Sampling processor

The sampling processor implements probabilistic sampling to reduce data volume while preserving signal. Use it to keep all errors and slow requests while aggressively sampling routine success cases, reducing costs without losing diagnostic value.

When to use sampling processor

The sampling processor supports different capabilities depending on your telemetry data type:

For Logs and Events

Logs and Events support conditional sampling with customizable rules based on severity, attributes, and other criteria:

Keep 100% of errors while sampling success cases: Preserve all diagnostic data, drop routine traffic
Sample high-volume services more aggressively: Different sampling rates by service tier or importance
Preserve slow requests while sampling fast ones: Keep performance outliers for analysis
Apply different sampling rates per environment or service: Production at 10%, staging at 50%, test at 100%

For Traces

Traces support only global rate-based sampling. Reduce overall trace volume with a uniform sampling rate.

For Metrics

Metrics sampling is not currently supported by the sampling processor. Use the filter processor to drop unwanted metrics instead.

How sampling works

The sampling processor uses probabilistic sampling with conditional rules:

Default sampling percentage: Default rate applied to all data that doesn't match conditional rules.
Rules: Override the default rate when specific conditions match.
Source of randomness: Consistent field (like trace_id) ensures related data is sampled together.

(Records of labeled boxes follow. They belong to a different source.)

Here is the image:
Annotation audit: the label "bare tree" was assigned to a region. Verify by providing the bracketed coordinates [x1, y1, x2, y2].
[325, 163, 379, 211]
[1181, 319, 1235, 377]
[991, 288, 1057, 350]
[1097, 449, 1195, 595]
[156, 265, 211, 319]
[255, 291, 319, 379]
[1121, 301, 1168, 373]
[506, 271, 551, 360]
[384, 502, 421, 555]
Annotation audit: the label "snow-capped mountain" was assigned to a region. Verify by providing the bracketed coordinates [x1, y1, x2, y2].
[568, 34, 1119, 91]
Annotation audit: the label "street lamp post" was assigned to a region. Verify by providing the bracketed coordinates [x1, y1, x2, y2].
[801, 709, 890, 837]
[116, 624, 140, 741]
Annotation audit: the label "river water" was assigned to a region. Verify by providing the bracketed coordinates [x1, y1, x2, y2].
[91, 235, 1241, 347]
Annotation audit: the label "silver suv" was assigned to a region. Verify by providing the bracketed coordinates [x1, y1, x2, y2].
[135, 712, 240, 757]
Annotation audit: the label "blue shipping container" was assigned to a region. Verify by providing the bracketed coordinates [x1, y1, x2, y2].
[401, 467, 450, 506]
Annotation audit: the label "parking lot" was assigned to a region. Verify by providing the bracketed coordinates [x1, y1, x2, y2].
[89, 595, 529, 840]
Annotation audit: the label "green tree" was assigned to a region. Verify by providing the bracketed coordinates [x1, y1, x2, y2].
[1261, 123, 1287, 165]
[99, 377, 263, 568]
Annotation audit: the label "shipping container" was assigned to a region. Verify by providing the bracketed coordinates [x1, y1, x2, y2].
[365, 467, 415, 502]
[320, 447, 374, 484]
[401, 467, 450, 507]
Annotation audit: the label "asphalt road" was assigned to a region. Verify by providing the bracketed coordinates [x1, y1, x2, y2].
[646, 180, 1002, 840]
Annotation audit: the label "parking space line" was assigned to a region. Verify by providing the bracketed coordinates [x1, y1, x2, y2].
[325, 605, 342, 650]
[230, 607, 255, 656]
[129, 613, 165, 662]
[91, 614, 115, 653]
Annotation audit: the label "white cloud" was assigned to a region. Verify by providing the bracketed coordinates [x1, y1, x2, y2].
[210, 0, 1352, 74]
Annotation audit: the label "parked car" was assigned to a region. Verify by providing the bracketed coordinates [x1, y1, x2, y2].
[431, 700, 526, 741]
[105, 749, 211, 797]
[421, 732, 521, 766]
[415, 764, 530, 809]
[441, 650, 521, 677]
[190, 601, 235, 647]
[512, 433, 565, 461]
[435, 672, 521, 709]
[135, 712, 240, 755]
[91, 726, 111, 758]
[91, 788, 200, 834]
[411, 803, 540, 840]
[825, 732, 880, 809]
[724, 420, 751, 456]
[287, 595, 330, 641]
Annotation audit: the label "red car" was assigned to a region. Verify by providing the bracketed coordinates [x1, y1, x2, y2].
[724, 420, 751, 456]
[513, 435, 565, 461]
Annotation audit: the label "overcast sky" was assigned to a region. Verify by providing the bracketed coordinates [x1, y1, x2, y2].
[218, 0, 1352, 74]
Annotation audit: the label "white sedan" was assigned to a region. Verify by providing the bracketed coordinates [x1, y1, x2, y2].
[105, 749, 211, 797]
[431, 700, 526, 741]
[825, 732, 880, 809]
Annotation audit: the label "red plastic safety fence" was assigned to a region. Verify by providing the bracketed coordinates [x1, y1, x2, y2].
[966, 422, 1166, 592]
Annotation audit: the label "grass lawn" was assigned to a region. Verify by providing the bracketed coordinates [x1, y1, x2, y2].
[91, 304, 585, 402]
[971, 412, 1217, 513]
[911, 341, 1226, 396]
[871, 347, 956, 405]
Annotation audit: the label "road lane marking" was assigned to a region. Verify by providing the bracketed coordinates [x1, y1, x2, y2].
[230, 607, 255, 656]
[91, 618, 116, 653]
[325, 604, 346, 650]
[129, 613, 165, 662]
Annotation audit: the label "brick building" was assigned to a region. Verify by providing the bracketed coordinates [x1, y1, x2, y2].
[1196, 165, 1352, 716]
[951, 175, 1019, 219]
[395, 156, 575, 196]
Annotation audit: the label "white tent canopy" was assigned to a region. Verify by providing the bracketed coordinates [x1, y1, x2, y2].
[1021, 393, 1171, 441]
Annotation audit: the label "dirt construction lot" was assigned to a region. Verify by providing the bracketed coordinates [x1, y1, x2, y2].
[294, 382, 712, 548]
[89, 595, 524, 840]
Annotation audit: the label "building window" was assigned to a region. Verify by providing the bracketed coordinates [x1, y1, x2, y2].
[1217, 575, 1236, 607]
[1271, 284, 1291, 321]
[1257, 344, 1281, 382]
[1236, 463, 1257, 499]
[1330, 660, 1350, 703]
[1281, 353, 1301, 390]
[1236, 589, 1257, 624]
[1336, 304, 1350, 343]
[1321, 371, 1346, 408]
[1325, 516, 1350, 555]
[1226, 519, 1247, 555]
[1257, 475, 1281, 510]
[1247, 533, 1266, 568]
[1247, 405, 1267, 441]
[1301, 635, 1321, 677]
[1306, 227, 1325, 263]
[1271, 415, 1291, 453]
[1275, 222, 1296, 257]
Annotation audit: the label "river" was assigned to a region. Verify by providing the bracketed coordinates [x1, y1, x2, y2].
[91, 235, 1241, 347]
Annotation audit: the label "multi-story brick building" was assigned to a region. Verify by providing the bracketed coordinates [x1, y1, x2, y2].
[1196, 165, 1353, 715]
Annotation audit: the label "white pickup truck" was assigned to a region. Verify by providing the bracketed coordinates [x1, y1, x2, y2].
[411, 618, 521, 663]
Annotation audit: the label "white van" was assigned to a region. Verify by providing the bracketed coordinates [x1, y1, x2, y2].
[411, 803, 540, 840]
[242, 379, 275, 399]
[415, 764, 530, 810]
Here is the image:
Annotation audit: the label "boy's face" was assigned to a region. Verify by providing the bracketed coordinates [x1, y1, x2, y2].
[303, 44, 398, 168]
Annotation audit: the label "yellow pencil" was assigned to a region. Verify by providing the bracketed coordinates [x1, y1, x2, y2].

Evaluation order: Rules are evaluated in the order defined. The first matching rule determines the sampling rate. If no rules match, the default sampling percentage applies.

Configuration

Add a sampling processor to your pipeline:

probabilistic_sampler/Logs:
        description: Probabilistic sampling for all logs
        config:
          default_sampling_percentage: 100
          rules:
            - name: sample the log records for ruby test service
              description: sample the log records for ruby test service with 70%
              sampling_percentage: 70
              source_of_randomness: trace.id
              conditions:
                - resource.attributes["service.name"] == "ruby-test-service"

Config fields:

default_sampling_percentage: Default sampling rate (0-100) for data that doesn't match rules.
rules: Array of rules (evaluated in order) - only supported for logs and events.
- name: Rule identifier.
- description: Human-readable description.
- sampling_percentage: Sampling rate for matched data (0-100).
- source_of_randomness: Field to use for sampling decision (typically trace_id).
- conditions: List of OTTL expressions to match telemetry.

Sampling strategies

Keep valuable data, drop routine traffic

The most common pattern for logs and events: preserve all diagnostic data (errors, slow requests), aggressively sample routine success cases.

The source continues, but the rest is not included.